In the UK election of 2017, both the Tory and Labour parties accepted that Brexit was inevitable and that they would both work towards it. Actually, for all the critiques aimed at the Tories, they won more votes in the last election, it is just that Labour did too. But the parties that were vehemently anti-Brexit: Lib Dems, SNP and the Green Party did not do so well. See it from that point of view, and you would expect the odds of Brexit happening, and indeed happing within the next two years, to have risen to a level that one might describe as a foregone conclusion.
And yet oddly, the election results seem to have afforded the anti-Brexit camp a new lease of life. Their cause is helped by the fact that the UK was the slowest growing economy in the EU in Q1, and frankly the economic runes for the rest of the year are not so good. Then Vince Cable, the clear favourite to be the next leader of the Lib Dems – he is, after-all, the only candidate – told Andrew Marr that he is coming to the view that Brexit may not happen.

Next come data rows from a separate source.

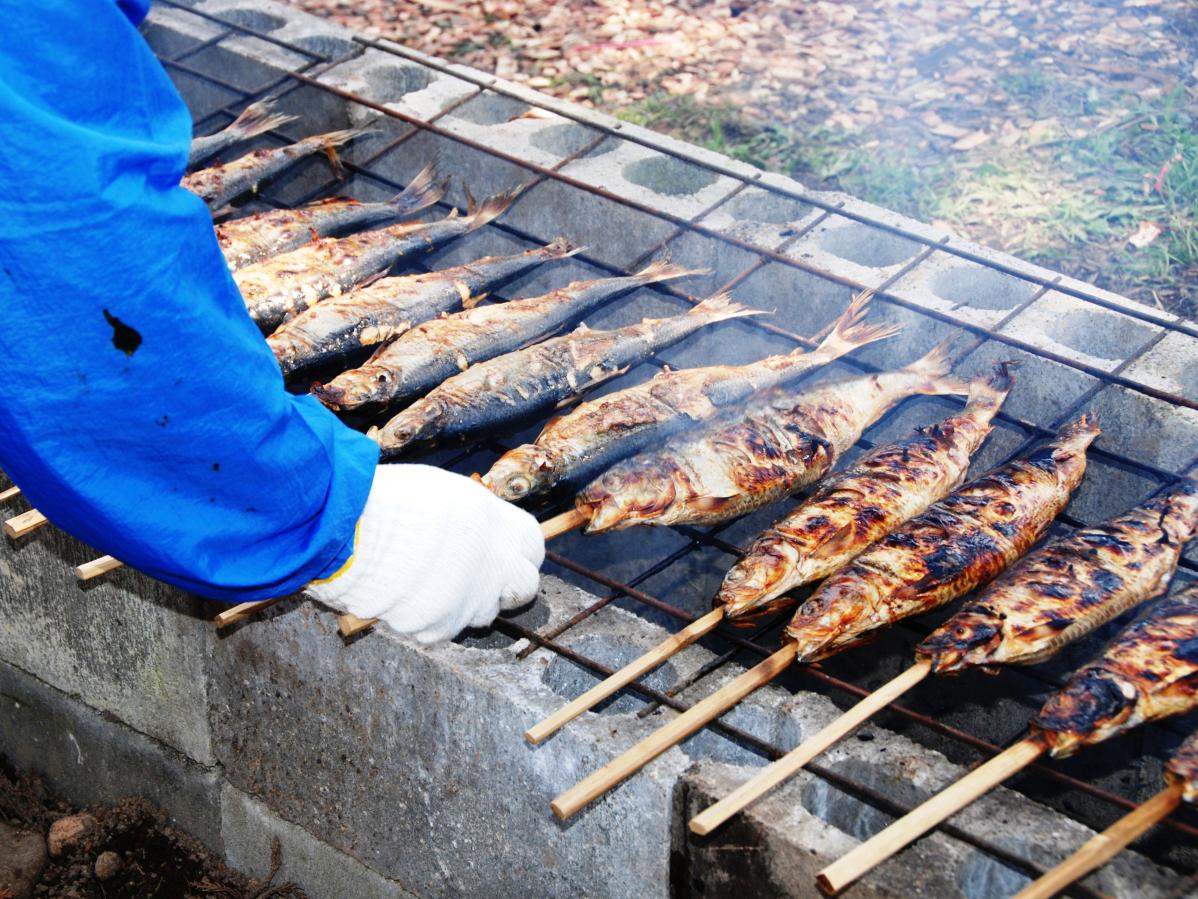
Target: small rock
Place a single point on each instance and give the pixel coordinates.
(108, 864)
(22, 858)
(68, 832)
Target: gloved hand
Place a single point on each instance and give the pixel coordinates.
(435, 553)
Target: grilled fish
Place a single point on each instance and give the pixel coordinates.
(382, 311)
(962, 541)
(600, 433)
(219, 183)
(260, 236)
(255, 119)
(283, 287)
(1064, 590)
(748, 459)
(1183, 768)
(1147, 673)
(532, 380)
(430, 353)
(852, 510)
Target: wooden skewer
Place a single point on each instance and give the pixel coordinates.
(624, 676)
(923, 819)
(1103, 846)
(24, 523)
(96, 567)
(793, 761)
(601, 780)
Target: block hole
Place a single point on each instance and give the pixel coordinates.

But now the issue of Brexit, and whether Article 50 has actually been triggered, is being questioned.
We now know thanks to the case brought forward by Gina Miller, that only parliament has the power to enact Brexit – well that shouldn’t really surprise anyone, we live in a parliamentary democracy.
But the EU Withdrawal Act, voted for by the House of Commons, states: “The Prime Minister may notify, under Article 50 of the Treaty on European Union, the United Kingdom’s intention to withdraw from the EU.”

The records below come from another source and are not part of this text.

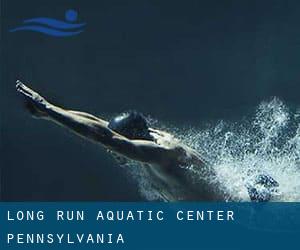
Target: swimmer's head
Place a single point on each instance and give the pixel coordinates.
(132, 125)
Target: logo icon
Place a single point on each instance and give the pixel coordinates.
(53, 27)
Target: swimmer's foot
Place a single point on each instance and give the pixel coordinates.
(34, 103)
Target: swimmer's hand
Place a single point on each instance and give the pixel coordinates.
(35, 103)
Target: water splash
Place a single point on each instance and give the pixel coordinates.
(267, 142)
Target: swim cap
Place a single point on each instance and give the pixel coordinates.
(132, 125)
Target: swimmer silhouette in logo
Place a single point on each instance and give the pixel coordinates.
(167, 159)
(53, 27)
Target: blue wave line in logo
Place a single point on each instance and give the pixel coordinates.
(55, 27)
(53, 23)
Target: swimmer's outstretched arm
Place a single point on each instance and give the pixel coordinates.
(95, 129)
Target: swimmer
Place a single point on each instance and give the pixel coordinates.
(129, 136)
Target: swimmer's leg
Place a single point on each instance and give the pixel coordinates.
(263, 188)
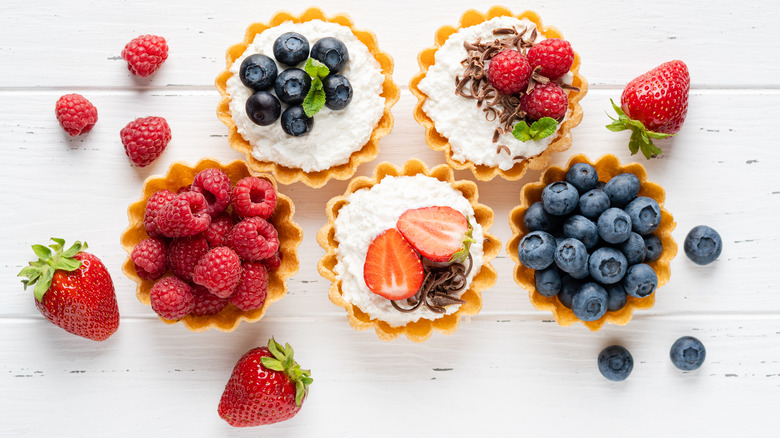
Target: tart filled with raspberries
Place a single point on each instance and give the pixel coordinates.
(499, 94)
(211, 245)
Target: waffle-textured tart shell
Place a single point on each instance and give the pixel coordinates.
(607, 166)
(290, 237)
(438, 142)
(289, 175)
(422, 329)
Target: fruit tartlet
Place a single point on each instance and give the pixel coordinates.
(592, 242)
(211, 245)
(307, 97)
(408, 251)
(499, 93)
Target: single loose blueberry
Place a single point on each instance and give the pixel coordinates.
(614, 225)
(640, 280)
(703, 245)
(615, 363)
(590, 303)
(537, 250)
(258, 72)
(622, 189)
(607, 265)
(560, 198)
(687, 353)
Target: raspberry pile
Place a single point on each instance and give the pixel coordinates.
(216, 240)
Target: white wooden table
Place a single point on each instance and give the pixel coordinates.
(510, 370)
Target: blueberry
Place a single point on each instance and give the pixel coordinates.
(622, 189)
(537, 250)
(687, 353)
(548, 281)
(615, 363)
(634, 249)
(607, 265)
(292, 85)
(640, 280)
(590, 303)
(653, 247)
(295, 122)
(583, 229)
(258, 72)
(338, 92)
(263, 108)
(291, 49)
(583, 176)
(703, 245)
(593, 203)
(560, 198)
(614, 225)
(331, 52)
(645, 215)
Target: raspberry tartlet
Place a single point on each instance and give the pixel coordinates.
(307, 98)
(608, 169)
(408, 251)
(210, 232)
(484, 99)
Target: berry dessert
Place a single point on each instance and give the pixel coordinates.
(499, 93)
(211, 245)
(608, 236)
(408, 251)
(307, 98)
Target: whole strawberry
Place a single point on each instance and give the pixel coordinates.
(73, 290)
(653, 106)
(267, 386)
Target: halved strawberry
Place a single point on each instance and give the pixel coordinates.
(440, 234)
(392, 268)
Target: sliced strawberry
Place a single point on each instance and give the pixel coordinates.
(392, 268)
(440, 234)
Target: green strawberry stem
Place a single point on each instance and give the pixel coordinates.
(283, 361)
(641, 137)
(50, 260)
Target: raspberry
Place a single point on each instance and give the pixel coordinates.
(545, 100)
(145, 54)
(219, 270)
(253, 196)
(214, 184)
(251, 292)
(509, 72)
(153, 207)
(254, 239)
(171, 298)
(183, 255)
(149, 258)
(76, 114)
(145, 139)
(186, 215)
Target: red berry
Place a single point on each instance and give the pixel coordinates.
(76, 114)
(149, 258)
(219, 270)
(554, 55)
(171, 298)
(254, 239)
(545, 100)
(145, 54)
(509, 72)
(254, 196)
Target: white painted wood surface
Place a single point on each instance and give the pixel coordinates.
(507, 371)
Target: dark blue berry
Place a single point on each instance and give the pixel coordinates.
(258, 72)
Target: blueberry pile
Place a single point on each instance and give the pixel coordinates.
(589, 242)
(292, 85)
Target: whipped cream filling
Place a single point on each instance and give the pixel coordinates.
(335, 135)
(372, 211)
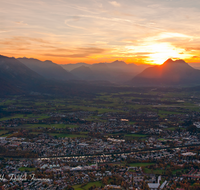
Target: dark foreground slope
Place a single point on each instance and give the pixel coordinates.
(170, 73)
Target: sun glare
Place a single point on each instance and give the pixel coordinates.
(159, 53)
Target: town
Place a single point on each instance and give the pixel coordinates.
(146, 139)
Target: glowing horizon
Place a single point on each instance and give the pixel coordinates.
(92, 31)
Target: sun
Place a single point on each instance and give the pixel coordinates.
(159, 53)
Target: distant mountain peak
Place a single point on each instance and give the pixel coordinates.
(171, 72)
(178, 62)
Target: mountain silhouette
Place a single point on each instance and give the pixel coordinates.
(169, 73)
(14, 73)
(83, 72)
(47, 69)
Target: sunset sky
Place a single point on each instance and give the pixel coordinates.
(92, 31)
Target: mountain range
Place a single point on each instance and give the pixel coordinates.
(31, 75)
(170, 73)
(117, 71)
(47, 69)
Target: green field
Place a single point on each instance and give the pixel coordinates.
(57, 126)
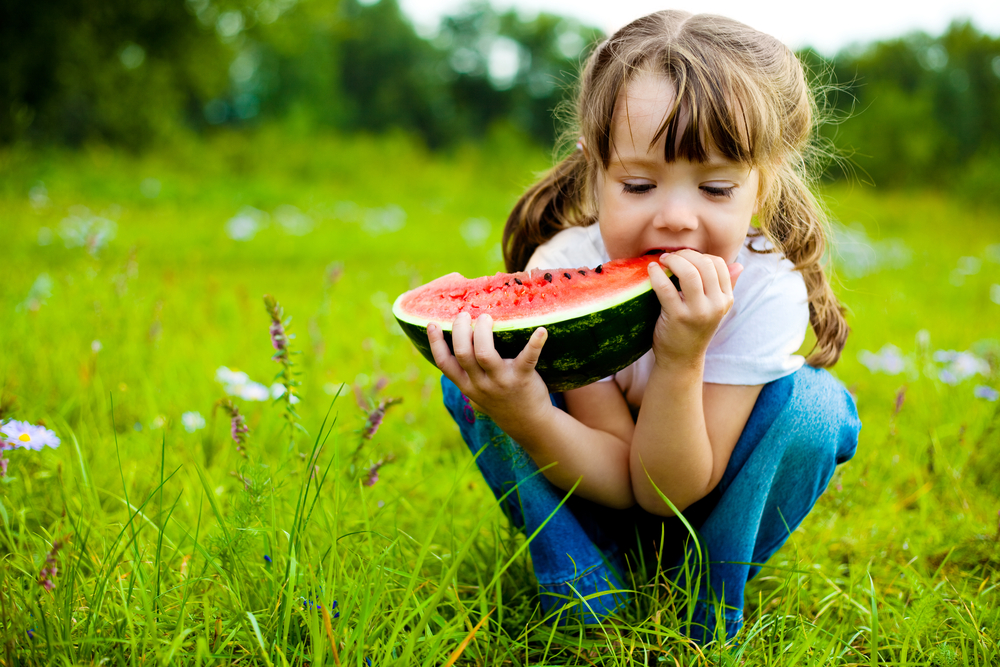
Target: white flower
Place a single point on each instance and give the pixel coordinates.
(252, 391)
(888, 360)
(989, 393)
(960, 365)
(238, 383)
(192, 421)
(27, 436)
(278, 390)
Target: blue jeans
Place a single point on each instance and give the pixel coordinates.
(801, 427)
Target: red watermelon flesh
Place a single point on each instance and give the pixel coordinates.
(513, 300)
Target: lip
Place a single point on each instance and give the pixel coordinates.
(666, 249)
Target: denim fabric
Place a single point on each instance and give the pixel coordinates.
(801, 427)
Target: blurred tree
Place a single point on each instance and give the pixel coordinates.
(123, 71)
(919, 109)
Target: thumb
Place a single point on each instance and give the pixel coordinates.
(735, 270)
(529, 355)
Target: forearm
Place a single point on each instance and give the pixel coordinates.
(671, 449)
(568, 450)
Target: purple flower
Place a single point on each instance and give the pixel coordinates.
(238, 428)
(373, 474)
(278, 340)
(50, 569)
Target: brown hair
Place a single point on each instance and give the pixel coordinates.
(738, 91)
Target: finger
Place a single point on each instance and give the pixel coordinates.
(528, 358)
(443, 358)
(482, 338)
(687, 274)
(462, 343)
(722, 278)
(735, 271)
(708, 270)
(665, 290)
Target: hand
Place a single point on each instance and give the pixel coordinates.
(502, 388)
(689, 317)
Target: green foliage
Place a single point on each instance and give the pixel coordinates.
(168, 529)
(920, 110)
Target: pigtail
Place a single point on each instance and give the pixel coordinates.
(554, 203)
(793, 220)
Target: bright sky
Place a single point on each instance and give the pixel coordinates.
(826, 25)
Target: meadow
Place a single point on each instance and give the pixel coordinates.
(351, 527)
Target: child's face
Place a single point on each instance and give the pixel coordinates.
(648, 204)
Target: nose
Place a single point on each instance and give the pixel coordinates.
(675, 212)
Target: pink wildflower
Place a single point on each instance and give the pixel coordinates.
(375, 417)
(50, 569)
(238, 428)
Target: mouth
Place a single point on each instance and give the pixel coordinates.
(659, 251)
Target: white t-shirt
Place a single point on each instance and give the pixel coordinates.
(756, 340)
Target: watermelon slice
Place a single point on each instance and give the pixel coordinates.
(599, 320)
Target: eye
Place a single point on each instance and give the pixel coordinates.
(722, 192)
(637, 188)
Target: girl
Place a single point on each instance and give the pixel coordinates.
(694, 132)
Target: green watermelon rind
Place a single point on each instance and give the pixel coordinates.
(581, 348)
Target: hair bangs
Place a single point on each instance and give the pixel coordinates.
(707, 119)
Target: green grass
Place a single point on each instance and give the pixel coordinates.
(168, 529)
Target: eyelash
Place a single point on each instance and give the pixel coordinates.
(719, 192)
(643, 188)
(639, 189)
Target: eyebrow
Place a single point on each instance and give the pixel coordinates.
(711, 163)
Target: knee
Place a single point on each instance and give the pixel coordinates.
(822, 417)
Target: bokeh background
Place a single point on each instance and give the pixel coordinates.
(916, 109)
(164, 163)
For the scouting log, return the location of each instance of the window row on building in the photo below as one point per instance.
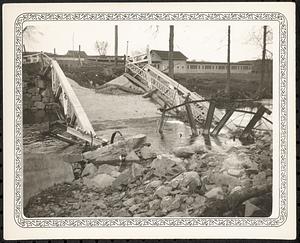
(218, 67)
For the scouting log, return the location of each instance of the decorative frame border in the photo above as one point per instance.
(151, 222)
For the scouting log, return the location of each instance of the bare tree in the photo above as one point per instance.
(256, 37)
(101, 47)
(30, 36)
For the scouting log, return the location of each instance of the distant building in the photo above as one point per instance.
(160, 60)
(217, 67)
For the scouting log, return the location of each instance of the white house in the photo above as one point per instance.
(160, 60)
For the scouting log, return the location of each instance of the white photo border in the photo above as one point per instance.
(91, 222)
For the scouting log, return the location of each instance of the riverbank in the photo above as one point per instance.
(189, 181)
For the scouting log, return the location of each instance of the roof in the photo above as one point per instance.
(76, 54)
(224, 63)
(164, 55)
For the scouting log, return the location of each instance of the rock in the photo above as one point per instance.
(89, 170)
(175, 204)
(129, 202)
(150, 213)
(177, 214)
(121, 213)
(107, 169)
(115, 174)
(166, 164)
(189, 200)
(163, 191)
(165, 203)
(132, 157)
(46, 93)
(155, 204)
(235, 189)
(134, 208)
(183, 152)
(39, 105)
(199, 201)
(123, 179)
(137, 170)
(36, 98)
(224, 179)
(260, 179)
(235, 172)
(216, 193)
(147, 152)
(199, 148)
(103, 180)
(153, 184)
(100, 204)
(40, 84)
(174, 183)
(189, 179)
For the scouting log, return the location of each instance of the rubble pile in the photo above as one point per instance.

But is the wording too vague? Some lawyers think it is. Article 50 stipulates that: “Any member state can withdraw from the Union is accordance with its own constitutional requirements.” So, that’s the first important point, if a country’s decision to leave is not deemed constitutional, it can’t leave, that’s why the Gina Miller case was so important.

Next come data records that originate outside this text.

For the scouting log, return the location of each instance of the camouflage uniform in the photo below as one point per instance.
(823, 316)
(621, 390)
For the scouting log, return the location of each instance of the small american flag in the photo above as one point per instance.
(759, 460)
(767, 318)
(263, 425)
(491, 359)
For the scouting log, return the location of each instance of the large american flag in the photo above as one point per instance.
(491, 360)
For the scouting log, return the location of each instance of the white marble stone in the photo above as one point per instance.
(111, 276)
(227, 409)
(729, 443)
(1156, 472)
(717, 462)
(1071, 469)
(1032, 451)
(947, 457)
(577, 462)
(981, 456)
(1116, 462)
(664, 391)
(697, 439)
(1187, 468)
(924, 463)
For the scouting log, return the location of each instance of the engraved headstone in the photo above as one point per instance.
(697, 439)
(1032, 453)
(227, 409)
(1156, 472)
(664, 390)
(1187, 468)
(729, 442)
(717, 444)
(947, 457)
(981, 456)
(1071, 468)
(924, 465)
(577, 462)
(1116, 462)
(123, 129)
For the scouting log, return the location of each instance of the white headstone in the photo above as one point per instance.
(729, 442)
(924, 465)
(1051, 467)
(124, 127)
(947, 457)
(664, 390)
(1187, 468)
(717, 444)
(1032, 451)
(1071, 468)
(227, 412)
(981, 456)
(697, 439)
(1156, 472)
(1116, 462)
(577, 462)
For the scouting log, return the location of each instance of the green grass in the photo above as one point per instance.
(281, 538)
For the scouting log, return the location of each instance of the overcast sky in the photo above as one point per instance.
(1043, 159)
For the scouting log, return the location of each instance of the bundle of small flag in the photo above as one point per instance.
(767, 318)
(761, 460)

Article 50 also stipulates that: “a member state which decides to withdraw shall notify the European Council of its intention.”
The UK Act does not implicitly state that the UK intends to withdraw from the EU, rather it allows the Prime Minister to notify the EU of the UK’s intention to leave.
That difference in wording may seem pedantic – and indeed the public would not react well if this very slight ambiguity was used as a reason to stop Brexit.
But lawyers can be pedantic – maybe that’s their job.
Some argue that the loophole is so glaring that it must have been deliberate.
In short, they say Article 50 has not been triggered.
And when the two years are up, if the mood of the country has changed, the UK can turn around and say “well, as you know, we have not formally triggered Article 50, merely notified you of our intention to leave, and we have now decided not to leave.”
Is such an argument valid? That surely boils down to the mood of the country in two years’-time, maybe it is a get-out clause in the event that this mood changes.